Назовите меня Христофором
Шрифт:
— Охотником.
— Да-а?! — возмутился Костик. — Простым охотником? А сам-то ты кто?
— Я вождь, — скромно сказал Вовка. — Меня выбрали.
— Ага. А меня, значит, выбрали охотником?
— Ну, — смутился Вовка, — если ты совершишь какой-нибудь подвиг, то будешь… Великим Охотником!
— Шиш вам с маком! — гордо сказал Костик. — Без меня все придумали, без меня и играйте! Охотники… до чужих кур.
Вовка повернулся на каблуках.
— Боб! У тебя глаза голубые. Какой ты индеец!
— А ты — шляпа! —
— Ату! Ату его! — заорал Костик, приплясывая.
Из кустов жимолости вылетела легкая белая стрела и ударилась в забор.
— Шиш вам с маком! — закричал Костик и для убедительности свернул фигу. Потом сплюнул, величественно поправил шляпу и пошел на чердак.
Предатель, думал он, сидя в пыльном полумраке. Все предатели. Барометр показывал «ясно», а на душе было пасмурно. Костик с досадой захлопнул тетрадь. A-а! Тоже мне — береговое братство! Клиппер и кливер путают! Пирата от капера отличить не могут! А Боб так до сих пор уверен, что шпигат — это парус такой! «Джельтмены»! Костик ядовито усмехнулся. Но как бы там ни было, а капитан без команды — уже не капитан, а одинокий морской волк, доживающий свой век в сырой и грязной таверне. И низвержение с капитанского мостика сулило Костику жалкую, убогую старость.
В кейптаунском порту — с какао на борту — «Жанетта» поправляла такелаж! —запел Костик бодрым голосом, но так фальшиво, что сам услышал это и умолк.
Тоже мне — Сыновья Большой Медведицы! Да что они знают?! Купера не читали. Сетона-Томпсона… И луки, конечно, из сырого тальника делают. А уж стрелу оперить… Да-а.
Костик натянул шляпу по самые уши. Чердак был постылым и неуютным.
Пойти посмотреть, что ли, лениво подумал Костик. А ноги уже сами несли его к люку.
Городской сад стоял замороченный полдневной жарой. Иногда раздавался железный скрип карусели или велосипедный звонок, но и эти редкие звуки вязли в зеленом мареве сада, пронизанном сухим ярким светом бледного неба. Солнце сильно нагрело траву и кусты, и от вялых листьев несло теплую пыльную волну запахов.

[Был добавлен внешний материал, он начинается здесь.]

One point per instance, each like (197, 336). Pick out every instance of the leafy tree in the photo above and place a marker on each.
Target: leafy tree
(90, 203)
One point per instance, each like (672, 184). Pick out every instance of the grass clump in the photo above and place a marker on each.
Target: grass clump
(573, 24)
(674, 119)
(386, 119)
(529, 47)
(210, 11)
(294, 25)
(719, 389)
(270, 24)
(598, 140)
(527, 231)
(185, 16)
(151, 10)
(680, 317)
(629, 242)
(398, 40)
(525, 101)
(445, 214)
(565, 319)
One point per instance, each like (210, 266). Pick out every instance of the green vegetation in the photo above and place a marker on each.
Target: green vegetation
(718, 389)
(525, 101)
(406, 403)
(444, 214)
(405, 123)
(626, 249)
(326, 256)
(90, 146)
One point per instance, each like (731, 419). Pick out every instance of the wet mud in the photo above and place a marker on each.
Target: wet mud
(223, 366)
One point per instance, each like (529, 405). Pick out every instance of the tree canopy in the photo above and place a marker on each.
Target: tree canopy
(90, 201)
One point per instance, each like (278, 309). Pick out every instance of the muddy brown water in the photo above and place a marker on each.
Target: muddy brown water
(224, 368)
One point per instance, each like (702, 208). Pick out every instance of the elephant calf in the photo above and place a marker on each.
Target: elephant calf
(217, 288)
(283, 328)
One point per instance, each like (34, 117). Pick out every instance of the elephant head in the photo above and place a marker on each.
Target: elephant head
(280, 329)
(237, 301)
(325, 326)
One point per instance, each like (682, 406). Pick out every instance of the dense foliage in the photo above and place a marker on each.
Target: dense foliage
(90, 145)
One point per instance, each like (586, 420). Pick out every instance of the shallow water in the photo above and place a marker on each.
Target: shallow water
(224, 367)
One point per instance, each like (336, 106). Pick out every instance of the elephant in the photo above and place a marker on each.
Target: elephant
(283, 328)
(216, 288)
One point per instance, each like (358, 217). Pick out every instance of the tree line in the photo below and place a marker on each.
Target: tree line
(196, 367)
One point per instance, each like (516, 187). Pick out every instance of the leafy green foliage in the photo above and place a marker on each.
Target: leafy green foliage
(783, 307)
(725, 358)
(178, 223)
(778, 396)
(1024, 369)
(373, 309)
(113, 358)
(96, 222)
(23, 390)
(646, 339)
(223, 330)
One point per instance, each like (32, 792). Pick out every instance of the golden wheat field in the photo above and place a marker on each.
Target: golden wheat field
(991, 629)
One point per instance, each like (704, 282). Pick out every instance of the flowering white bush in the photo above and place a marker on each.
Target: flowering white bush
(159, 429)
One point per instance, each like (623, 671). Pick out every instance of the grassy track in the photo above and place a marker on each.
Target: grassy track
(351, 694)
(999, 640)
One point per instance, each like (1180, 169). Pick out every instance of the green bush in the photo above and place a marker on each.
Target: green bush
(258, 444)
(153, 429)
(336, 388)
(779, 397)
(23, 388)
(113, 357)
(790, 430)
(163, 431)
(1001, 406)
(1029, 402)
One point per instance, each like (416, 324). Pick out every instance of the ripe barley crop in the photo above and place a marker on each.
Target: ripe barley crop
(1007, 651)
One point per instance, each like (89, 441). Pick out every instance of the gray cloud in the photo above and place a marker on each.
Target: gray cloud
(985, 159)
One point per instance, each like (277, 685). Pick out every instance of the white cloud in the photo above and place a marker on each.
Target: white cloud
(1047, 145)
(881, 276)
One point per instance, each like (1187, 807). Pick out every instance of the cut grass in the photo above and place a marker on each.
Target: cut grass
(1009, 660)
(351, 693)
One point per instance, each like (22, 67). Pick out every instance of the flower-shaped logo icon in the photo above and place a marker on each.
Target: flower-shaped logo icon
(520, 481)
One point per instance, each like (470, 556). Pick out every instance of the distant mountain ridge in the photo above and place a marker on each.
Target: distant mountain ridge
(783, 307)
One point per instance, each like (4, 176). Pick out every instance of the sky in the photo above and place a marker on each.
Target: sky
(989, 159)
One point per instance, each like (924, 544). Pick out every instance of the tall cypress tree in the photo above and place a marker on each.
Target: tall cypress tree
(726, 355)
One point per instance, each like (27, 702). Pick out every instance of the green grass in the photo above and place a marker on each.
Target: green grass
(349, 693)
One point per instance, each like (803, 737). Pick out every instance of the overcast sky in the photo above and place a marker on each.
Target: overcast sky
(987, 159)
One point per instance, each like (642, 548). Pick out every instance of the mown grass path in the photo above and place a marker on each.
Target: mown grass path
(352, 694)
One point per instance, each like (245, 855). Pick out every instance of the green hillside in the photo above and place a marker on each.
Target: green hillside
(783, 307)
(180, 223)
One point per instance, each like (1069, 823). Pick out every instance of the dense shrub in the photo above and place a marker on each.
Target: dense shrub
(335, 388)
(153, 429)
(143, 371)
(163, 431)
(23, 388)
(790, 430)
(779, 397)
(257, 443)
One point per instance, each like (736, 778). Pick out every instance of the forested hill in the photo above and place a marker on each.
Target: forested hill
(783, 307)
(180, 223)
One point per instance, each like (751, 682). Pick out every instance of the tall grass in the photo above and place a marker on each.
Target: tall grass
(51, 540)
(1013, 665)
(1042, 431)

Костик перелез через кованую ограду, продрался сквозь колючую акацию и нырнул в заросли дикой вишни. Он бесшумно крался по только ему ведомым тропкам и видел себя в полной боевой раскраске и с томагавком в руке.
«Ястребиное Перо углубился в чащу леса. Шаг его был легким, а тело сильным и гибким. Ни одна ветка не дрогнула, ни один лист не шелохнулся на его пути. Мрачные глаза его сверкали.
Костик осторожно отогнул ветви и затаился. На поляне горел костерок. Вокруг огня сидели на корточках пацаны. Вовка Голощекин пытался раскурить длинную трубку, ему помогали советами, и так это хорошо они сидели возле прозрачного костерка — кто мастерил лук и стрелы, кто поджаривал на длинных вицах кусочки хлеба, — что Костику страстно захотелось туда, в круг своих друзей, пусть простым охотником, он согласен, согласен! Костик сдвинул на затылок шляпу и вышел на поляну.
— A-а! Кинстинтин! — заорал Вовка. — Ур-ра!
Пацаны загомонили, замахали ему руками, и Костик облегченно вздохнул. И он уже шагнул к ним в круг, как вдруг заметил, что все они как один напряженно замерли и смотрят куда-то мимо него. Костик оглянулся.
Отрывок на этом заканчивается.